La ira de Zhang Xinlan era palpable, su interrogatorio intenso, pero Ye Chen permaneció en silencio.
Ye Chen creía ingenuamente que cuando un hombre y una mujer se acostaban, era solo un impulso del momento movido por la pasión. ¿Qué había que explicar?
Sin embargo, Ye Chen no se atrevió a parecer demasiado arrogante. Temía que Zhang Xinlan no pudiera soportar el impacto y volviera a usar el cuchillo contra él.
—No deberías enfadarte, es malo para tu salud —le aconsejó finalmente Ye Chen.

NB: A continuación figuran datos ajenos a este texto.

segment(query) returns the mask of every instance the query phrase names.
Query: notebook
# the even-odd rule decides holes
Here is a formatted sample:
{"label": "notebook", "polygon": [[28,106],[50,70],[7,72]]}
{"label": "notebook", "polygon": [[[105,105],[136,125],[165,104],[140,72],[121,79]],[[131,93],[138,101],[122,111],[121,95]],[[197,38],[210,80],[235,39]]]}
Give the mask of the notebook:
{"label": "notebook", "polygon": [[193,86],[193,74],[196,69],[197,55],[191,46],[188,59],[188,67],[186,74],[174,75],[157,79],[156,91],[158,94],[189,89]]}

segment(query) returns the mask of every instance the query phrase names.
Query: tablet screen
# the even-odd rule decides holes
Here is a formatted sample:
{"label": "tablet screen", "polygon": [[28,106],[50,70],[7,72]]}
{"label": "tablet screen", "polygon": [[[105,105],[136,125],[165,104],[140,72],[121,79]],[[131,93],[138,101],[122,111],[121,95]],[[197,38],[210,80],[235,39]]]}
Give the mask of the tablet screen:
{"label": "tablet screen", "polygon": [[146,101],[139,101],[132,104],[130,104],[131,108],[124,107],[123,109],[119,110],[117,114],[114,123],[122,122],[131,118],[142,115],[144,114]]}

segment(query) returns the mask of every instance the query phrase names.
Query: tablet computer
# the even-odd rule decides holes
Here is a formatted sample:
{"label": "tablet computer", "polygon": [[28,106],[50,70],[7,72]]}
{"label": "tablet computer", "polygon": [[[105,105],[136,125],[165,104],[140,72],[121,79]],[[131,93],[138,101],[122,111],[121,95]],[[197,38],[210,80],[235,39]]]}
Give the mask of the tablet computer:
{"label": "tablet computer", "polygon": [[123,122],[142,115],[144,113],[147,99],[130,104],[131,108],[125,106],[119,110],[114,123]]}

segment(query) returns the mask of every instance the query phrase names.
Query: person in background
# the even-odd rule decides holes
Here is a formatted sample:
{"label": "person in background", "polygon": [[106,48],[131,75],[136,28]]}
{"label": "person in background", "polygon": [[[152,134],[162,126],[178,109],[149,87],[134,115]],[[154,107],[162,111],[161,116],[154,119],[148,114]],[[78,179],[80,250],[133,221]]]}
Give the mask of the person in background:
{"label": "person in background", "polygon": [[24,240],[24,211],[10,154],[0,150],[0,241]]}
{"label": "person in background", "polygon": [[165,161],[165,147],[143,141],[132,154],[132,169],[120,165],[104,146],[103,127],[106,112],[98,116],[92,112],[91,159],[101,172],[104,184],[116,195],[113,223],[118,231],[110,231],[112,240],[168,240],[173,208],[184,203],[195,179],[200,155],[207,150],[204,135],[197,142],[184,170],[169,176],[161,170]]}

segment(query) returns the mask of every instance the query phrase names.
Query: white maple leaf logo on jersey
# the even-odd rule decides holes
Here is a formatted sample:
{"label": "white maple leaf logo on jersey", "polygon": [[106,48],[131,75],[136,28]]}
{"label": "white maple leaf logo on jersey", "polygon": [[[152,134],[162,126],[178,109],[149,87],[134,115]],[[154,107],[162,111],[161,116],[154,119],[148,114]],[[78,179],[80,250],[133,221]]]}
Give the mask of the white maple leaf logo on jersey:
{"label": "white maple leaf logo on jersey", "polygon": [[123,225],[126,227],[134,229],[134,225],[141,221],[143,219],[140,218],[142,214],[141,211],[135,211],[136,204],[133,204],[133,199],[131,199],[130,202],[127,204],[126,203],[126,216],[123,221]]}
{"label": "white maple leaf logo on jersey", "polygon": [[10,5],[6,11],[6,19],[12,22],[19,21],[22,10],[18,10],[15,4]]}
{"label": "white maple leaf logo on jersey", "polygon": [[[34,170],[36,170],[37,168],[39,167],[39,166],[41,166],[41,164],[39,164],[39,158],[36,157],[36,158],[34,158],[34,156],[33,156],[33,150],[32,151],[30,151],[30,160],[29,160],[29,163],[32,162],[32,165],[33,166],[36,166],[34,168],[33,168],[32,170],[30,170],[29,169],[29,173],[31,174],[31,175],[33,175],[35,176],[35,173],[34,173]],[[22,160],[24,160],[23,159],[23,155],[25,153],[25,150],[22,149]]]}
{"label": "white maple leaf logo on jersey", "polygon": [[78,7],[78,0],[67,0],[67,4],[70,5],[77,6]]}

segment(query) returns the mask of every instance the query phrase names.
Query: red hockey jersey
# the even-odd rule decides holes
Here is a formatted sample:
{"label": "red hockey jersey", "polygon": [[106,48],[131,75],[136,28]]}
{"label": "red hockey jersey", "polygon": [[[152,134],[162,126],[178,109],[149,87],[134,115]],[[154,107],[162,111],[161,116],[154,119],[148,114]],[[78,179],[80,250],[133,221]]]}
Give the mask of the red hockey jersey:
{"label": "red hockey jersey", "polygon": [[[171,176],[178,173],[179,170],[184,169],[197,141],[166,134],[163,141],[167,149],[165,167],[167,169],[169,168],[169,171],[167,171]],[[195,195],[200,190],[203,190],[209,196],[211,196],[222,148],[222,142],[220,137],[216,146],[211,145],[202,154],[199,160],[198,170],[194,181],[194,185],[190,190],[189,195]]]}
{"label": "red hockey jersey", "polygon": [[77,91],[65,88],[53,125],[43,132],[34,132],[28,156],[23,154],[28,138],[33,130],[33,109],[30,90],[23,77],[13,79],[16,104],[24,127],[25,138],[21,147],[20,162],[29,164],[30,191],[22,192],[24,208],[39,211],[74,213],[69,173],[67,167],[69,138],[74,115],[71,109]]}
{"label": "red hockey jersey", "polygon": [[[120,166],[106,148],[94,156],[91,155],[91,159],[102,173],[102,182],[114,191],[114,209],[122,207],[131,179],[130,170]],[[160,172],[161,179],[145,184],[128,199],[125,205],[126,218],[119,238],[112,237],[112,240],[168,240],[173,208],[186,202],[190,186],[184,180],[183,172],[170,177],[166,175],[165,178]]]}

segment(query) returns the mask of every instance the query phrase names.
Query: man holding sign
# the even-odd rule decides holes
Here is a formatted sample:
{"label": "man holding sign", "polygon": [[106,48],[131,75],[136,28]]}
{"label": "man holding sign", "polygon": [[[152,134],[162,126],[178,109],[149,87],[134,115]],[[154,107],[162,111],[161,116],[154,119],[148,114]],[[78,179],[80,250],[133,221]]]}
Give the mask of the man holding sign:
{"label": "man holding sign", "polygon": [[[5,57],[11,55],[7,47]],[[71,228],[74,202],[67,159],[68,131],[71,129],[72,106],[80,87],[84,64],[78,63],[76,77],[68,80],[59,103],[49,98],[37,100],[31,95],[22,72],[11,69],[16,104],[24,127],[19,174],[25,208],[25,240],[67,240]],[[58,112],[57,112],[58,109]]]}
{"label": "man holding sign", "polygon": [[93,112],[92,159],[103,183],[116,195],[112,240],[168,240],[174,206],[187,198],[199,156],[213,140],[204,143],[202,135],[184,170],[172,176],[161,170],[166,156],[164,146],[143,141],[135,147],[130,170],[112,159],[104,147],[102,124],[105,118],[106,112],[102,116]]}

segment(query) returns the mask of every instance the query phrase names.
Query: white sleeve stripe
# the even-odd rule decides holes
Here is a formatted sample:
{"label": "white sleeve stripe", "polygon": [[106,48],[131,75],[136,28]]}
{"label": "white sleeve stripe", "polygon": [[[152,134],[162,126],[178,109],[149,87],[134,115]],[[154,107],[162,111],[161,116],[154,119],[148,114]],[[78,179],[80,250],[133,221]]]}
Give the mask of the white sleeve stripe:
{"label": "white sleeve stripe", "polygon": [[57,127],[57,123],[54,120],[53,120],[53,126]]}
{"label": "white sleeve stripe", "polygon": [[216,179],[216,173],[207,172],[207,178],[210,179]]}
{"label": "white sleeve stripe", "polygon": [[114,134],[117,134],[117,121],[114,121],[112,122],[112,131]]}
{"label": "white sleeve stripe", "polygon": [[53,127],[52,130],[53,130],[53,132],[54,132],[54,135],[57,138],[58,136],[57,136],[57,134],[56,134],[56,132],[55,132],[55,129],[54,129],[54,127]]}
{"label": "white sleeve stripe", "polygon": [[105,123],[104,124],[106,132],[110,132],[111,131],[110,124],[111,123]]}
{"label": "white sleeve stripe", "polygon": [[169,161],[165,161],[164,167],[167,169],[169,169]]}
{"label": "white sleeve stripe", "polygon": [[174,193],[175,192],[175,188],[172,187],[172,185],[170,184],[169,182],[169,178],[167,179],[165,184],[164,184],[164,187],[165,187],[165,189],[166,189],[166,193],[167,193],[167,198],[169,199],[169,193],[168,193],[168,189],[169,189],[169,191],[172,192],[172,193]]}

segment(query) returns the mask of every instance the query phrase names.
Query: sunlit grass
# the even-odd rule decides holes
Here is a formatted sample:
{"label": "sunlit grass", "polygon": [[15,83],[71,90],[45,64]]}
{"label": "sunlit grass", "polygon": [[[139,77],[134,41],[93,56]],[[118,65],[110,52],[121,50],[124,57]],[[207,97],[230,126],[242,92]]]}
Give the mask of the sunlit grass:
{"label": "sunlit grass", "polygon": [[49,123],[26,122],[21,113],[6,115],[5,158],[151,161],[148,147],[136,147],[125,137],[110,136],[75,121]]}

—Tú y Liu Shihua ya habéis llegado tan lejos, ¿y me dices que no me enfade? —dijo Zhang Xinlan con una risa amarga—. Si estuviera tranquila y serena, Liu Shihua probablemente estaría esperando un hijo tuyo dentro de poco, ¿verdad?
—Eso no pasará —dijo Ye Chen.
—¡Ja! —se burló Zhang Xinlan.
Ye Chen: —…
—Debes de tener curiosidad por saber cómo me enteré, ¿verdad? —dijo Zhang Xinlan.
—Un poco, ¿por qué no me lo cuentas? —dijo Ye Chen.
—De verdad que no tienes vergüenza, grabándolo todo en vídeos —dijo Zhang Xinlan con una mueca de desprecio—. El vídeo tuyo con Liu Shihua estaba en su móvil. ¡Lo vi todo cuando le revisé el teléfono mientras se duchaba!
—Si por mí fuera, la verdad es que no querría ninguna grabación —dijo Ye Chen con sinceridad.
Ye Chen sabía que Liu Shihua tenía la costumbre de grabar vídeos, ¡pero nunca imaginó que se atrevería a grabarlo todo, sin excepción!
—Ja, ja —rio fríamente Zhang Xinlan, con los ojos llenos de odio.
—No pienses demasiado, solo céntrate en recuperarte —suspiró Ye Chen.
Ahora Zhang Xinlan lo odiaba por amor; su intenso odio sorprendió y dolió a Ye Chen, haciéndole sentir un verdadero remordimiento hacia esa mujer.
—Estoy arruinada, ¿verdad? —dijo Zhang Xinlan—. Recuerdo que me acuchillé cinco veces: dos en el cuerpo y tres en el brazo.